Pennsylvania’s Scenic Route 6 Getting Upgrades For Cyclists
Bicyclists exploring northern Pennsylvania’s scenery along Route 6, the state’s longest highway segment, can soon expect changes.
This month, PennDOT will collaborate with the departments of Conservation and Natural Resources and of Community and Economic Development to find ways to make the route safer and more accessible for bike riders.
“We’re going to look at everything,” said PennDOT secretary Leslie Richards. “From existing bicycle facilities to any state concerns, we’ll look how we can plan for improvements, how we can connect cyclists to their trails and to their communities along the route, and we’re planning extensive outreach with the public and stakeholders.”
That outreach will include both public surveys and online meetings.
According to Richards, bicycle usage in the state has increased with people riding for recreation and commuting purposes.
DCNR Secretary Cindy Dunn said investing in the route’s connectivity will enhance the riders' experience.
“We’re finding when we collaborate with PennDOT, and the other agencies, and create great assets for bicyclists, that they really show up,” Dunn said. “This is one of the recreational assets that people are really looking for.”
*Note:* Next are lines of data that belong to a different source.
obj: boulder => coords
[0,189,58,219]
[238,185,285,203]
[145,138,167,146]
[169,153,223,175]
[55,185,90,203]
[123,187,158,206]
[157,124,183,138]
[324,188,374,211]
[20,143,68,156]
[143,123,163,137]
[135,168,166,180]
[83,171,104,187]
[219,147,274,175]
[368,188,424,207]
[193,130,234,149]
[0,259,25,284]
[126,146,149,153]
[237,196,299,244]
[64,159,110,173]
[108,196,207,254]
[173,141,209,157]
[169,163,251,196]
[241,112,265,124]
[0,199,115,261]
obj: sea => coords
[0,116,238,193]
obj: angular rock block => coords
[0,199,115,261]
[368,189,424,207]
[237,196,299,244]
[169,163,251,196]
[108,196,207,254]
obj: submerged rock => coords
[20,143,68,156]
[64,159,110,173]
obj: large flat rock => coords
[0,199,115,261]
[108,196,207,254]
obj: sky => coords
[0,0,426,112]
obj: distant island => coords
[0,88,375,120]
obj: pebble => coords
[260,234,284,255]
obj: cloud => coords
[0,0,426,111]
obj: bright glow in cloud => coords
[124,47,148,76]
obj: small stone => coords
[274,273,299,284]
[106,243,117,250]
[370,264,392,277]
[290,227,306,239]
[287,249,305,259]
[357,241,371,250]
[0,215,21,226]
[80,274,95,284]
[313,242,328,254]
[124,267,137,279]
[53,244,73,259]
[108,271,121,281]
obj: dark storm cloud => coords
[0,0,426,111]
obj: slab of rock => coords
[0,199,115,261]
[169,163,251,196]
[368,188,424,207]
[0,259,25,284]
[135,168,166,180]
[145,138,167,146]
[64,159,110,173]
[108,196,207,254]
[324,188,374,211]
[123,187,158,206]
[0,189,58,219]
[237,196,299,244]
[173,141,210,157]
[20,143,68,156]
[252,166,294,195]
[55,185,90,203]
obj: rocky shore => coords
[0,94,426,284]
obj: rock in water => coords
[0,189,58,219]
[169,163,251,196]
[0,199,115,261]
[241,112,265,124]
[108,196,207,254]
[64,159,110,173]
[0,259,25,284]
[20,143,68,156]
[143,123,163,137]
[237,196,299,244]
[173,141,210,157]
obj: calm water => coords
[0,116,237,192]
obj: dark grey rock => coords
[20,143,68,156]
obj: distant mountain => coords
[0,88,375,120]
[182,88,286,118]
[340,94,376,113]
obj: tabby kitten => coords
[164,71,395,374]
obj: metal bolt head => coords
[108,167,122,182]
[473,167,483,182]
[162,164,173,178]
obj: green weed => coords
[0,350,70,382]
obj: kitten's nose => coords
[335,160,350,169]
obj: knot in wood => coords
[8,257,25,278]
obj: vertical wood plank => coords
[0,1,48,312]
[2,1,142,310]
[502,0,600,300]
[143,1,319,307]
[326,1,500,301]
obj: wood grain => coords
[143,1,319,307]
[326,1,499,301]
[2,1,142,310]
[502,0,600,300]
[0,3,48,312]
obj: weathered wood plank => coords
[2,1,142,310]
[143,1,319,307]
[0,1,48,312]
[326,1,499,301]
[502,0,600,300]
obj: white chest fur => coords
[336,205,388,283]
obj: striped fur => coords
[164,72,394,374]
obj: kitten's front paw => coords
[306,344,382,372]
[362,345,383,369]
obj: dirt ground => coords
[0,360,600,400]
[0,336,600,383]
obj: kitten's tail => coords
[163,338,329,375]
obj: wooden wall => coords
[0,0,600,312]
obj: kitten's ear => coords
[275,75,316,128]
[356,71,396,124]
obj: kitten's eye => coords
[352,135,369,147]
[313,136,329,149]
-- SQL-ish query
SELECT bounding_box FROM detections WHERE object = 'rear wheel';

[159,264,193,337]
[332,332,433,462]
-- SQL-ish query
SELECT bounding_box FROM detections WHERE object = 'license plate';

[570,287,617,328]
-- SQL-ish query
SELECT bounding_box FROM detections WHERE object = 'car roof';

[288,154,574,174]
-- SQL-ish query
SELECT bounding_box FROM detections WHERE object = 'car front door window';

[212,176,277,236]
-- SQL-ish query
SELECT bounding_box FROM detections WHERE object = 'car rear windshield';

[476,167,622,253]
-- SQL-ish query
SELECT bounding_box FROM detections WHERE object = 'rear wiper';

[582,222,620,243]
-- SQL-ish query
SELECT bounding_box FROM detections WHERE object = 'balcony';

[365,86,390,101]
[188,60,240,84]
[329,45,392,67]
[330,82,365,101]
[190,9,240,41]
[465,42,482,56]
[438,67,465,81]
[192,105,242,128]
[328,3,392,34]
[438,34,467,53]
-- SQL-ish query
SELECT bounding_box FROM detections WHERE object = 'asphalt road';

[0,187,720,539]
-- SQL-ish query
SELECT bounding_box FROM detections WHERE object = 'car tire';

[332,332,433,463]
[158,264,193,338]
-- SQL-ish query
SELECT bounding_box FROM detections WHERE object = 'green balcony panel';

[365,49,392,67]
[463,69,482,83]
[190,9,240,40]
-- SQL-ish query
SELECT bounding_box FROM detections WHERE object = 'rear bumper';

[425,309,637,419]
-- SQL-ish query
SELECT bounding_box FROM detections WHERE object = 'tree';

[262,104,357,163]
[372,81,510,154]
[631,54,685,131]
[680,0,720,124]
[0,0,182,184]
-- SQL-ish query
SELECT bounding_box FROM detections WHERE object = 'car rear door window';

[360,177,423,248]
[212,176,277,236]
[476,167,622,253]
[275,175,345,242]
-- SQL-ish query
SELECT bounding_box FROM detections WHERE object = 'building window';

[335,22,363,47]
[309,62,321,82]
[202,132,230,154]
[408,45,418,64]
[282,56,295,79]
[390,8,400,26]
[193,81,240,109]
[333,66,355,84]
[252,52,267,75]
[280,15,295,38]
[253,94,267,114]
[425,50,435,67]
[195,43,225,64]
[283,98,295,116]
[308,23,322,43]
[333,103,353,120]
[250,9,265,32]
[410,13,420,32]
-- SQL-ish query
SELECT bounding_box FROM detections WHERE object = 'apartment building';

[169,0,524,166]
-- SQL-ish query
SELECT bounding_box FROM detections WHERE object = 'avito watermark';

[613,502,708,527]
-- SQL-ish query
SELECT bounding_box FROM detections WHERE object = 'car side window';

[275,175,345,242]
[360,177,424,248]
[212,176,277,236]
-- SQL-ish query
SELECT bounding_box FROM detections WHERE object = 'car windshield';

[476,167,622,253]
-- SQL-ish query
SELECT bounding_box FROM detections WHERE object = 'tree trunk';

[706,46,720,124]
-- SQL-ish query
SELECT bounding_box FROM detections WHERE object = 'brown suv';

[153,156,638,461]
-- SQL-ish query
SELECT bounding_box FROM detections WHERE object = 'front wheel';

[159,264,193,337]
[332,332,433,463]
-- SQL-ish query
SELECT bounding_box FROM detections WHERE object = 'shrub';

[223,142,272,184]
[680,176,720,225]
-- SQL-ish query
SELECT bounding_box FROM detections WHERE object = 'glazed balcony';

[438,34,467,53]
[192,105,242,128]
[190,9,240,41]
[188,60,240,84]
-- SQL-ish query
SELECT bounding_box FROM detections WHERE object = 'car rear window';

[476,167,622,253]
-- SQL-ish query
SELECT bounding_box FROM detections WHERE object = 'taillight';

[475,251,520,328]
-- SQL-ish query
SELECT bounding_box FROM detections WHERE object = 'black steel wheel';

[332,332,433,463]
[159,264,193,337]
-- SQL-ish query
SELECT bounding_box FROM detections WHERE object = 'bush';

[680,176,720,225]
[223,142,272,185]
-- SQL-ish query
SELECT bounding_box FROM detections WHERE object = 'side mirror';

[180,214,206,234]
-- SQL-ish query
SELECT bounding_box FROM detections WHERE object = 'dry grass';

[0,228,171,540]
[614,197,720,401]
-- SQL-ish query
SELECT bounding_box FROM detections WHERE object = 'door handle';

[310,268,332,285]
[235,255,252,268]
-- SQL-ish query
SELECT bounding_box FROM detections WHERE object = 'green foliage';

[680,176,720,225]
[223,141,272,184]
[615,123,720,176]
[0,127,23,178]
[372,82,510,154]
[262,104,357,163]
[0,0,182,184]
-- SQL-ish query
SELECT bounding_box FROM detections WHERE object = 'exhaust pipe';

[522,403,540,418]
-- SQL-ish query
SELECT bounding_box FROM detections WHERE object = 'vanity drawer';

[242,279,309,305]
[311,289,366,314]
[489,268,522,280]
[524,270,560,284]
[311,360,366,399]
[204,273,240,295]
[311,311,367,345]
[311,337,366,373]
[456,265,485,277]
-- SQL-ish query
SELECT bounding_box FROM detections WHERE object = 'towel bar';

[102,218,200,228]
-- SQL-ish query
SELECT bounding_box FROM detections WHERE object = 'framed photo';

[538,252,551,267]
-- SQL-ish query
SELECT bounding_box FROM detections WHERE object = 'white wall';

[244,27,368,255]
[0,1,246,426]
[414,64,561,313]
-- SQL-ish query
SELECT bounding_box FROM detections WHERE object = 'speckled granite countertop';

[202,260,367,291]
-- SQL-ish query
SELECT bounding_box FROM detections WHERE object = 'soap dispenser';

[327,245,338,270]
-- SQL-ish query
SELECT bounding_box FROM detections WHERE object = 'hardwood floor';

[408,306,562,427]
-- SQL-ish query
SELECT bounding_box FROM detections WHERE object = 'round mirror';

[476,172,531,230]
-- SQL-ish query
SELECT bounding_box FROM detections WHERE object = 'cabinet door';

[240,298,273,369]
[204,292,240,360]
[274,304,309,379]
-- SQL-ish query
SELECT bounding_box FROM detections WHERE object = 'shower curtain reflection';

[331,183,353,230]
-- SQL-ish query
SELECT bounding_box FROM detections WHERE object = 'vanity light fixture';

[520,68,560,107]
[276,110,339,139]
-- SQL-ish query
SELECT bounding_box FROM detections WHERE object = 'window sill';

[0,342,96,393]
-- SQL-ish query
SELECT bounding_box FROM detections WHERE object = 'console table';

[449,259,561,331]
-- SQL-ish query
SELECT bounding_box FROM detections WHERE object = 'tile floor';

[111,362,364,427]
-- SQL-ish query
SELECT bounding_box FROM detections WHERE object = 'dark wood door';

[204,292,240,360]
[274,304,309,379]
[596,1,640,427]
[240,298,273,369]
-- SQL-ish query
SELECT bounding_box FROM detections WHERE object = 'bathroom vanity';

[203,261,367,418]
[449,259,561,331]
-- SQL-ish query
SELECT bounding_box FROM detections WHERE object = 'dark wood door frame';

Dunn said the project is part the department’s efforts to revitalize the Pennsylvania Wilds, which includes preserved forest areas across the northern part of the state.
In the fall, a new Kinzua Bridge State Park visitor center and park office will open, which is located north of Route 6 in McKean County. Route 6 runs east to west through 11 counties across the northern section of the state and features historical attractions in different areas, called Heritage Communities.